O confronto entre professores em greve e o governo do estado, em 29 de abril, não foi o limite, como se podia jurar. A relação ficou ainda mais delicada nesses fins de outubro, com a desastrada informação de que escolas públicas estaduais seriam fechadas em 2016. O número diminuiu à medida que o termômetro subiu. De 150 para 71, chegando à casa dos 30-40 e, por fim, ao anunciado cancelamento dos estudos nesse sentido. Nada que arrefecesse a febre que gerou: o fechamento de uma ou de 100 escolas tem um efeito nefasto sobre a sociedade.
O sistema de comunicação pública do governo falhou ao não preparar a sociedade para o impacto de uma medida que recai feito um meteoro sobre o imaginário. Uma escola não é só um lugar em que o aluguel do prédio é caro – argumento para parte dos possíveis encerramentos –, nem apenas um espaço onde estudam poucos alunos (outro argumento utilizado para baixar as portas). Uma escola é o lugar em que crianças, adolescentes e jovens passaram um período singular de suas vidas. Ali fizeram amigos, travaram conhecimentos e tiveram professores que definiram o que seriam no futuro. Ao fechá-las, fecham-se janelas para a memória. E temos hoje 2,1 mil janelas que não são meros endereços – são lugares, e valem uma vida. Daí a grita com o estudo do governo. O espantoso foi a incapacidade de prever que isso iria acontecer. Pior: assusta supor que a tecnocracia da administração pública tenha chegado ao ponto de desconsiderar o sentimento da população com seus espaços afetivos.
O fechamento de uma escola não chega a ser um crime hediondo. Fora do Brasil, é moeda corrente
O fechamento de uma escola não chega a ser um crime hediondo. Muitas instituições de ensino foram fechadas ou fundidas ao longo do século, como decorrência natural das mudanças urbanas. Basta perguntar onde está o Grupo Escolar Cruz Machado, entre tantos. Se antes colégios pequenos eram fechados para dar lugar a maiores, com centenas de carteiras – posto que a população aumentava –, a natalidade baixa tende a gerar efeito contrário. É comum encontrar diretores de escolas municipais, em particular, que apontam redução de 20% do seu total de alunos.

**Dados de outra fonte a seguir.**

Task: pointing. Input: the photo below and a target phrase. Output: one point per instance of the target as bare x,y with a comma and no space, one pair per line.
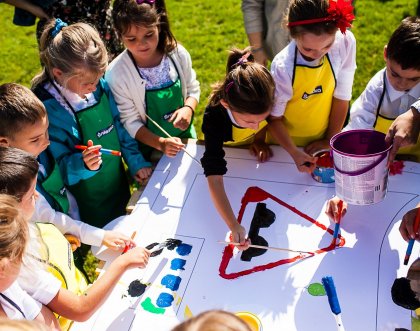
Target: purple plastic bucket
360,171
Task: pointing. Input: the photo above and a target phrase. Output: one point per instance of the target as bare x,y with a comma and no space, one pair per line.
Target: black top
217,129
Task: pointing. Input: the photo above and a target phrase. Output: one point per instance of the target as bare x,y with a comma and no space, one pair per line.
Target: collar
394,94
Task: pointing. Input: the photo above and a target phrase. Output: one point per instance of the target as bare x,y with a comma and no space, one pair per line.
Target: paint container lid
324,170
252,320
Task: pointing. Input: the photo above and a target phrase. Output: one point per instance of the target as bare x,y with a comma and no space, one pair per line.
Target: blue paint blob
184,249
172,282
177,264
164,300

Pode-se dizer mais: fora do Brasil, país que sempre se viu jovem e populoso – logo, lugar de muitas escolas –, o encerramento é moeda corrente. Não é um Deus-nos-acuda. Acompanhou-se pelo noticiário o debate recente sobre a cidade alemã que assistiu, pasma, ao fim de sua última escola. Mas há uma diferença fundamental em relação ao que houve aqui: em nenhum lugar minimamente civilizado esse assunto foi tratado sem que antes se preparasse o terreno, considerando seu impacto e dimensão.
Talvez não exista melhor exemplo do que os Estados Unidos: o chamado “modelo Bloomberg” fechou escolas “viciadas” – aquelas que também temos aqui, onde diretores perpetuam erros de gestão, geração após geração – e as reabriu. Voltaram com outro nome, em outros prédios, sob nova direção. Outra diferença flagrante: não há sinal de que a Secretaria de Estado da Educação tenha um projeto pedagógico que justifique os fechamentos: o que se viu foi um discurso sobre redução de custos e justificativas numéricas, como se não fosse melhor ter 20 alunos numa sala em vez de 40.
O embate desses dias vinha se desenhando faz pelo menos dois anos. Os Centros de Educação de Jovens e Adultos (Ceebjas) encolheram quase que na surdina, colocando na fila do fracasso um modelo que deveria ser a joia da coroa. Com menos oferta perto de suas casas, os estudantes adultos não vão a um centro mais longe: eles apenas abandonam. Resta entender como pode um país que tem fracasso escolar na casa dos 75% dos que ingressam nos primeiros anos se dar ao luxo de desprezar os que querem e precisam voltar aos bancos escolares. O mesmo se diga das escolas rurais, cotadíssimas na lista de reduções.
Não é muito diferente em se tratando de escolas tradicionais que têm poucos alunos nos turnos da tarde e da noite. Muitas vezes, aqueles 15 a 20 estudantes do noturno só têm a escola por eles. Perdê-los em nome de um discurso de sustentabilidade é gravíssimo. Perguntas em torno desse cipoal não faltam. Não parece tão difícil tornar frequentados colégios como o Dom Pedro II, o Rio Branco, o Xavier da Silva ou o Tiradentes – para citar alguns que têm a seu favor a tradição. Tampouco faz algum sentido encerrar nomes como o Dom Orione e o Pio Lanteri. Um bom estudo de antropologia educacional mostraria o quanto a Vila São Paulo, no Uberaba, para citar um caso, deve ao Pio Lanteri. Quem se ocupa e se preocupa com a escola quer falar sobre isso. O que têm a dizer há de surpreender.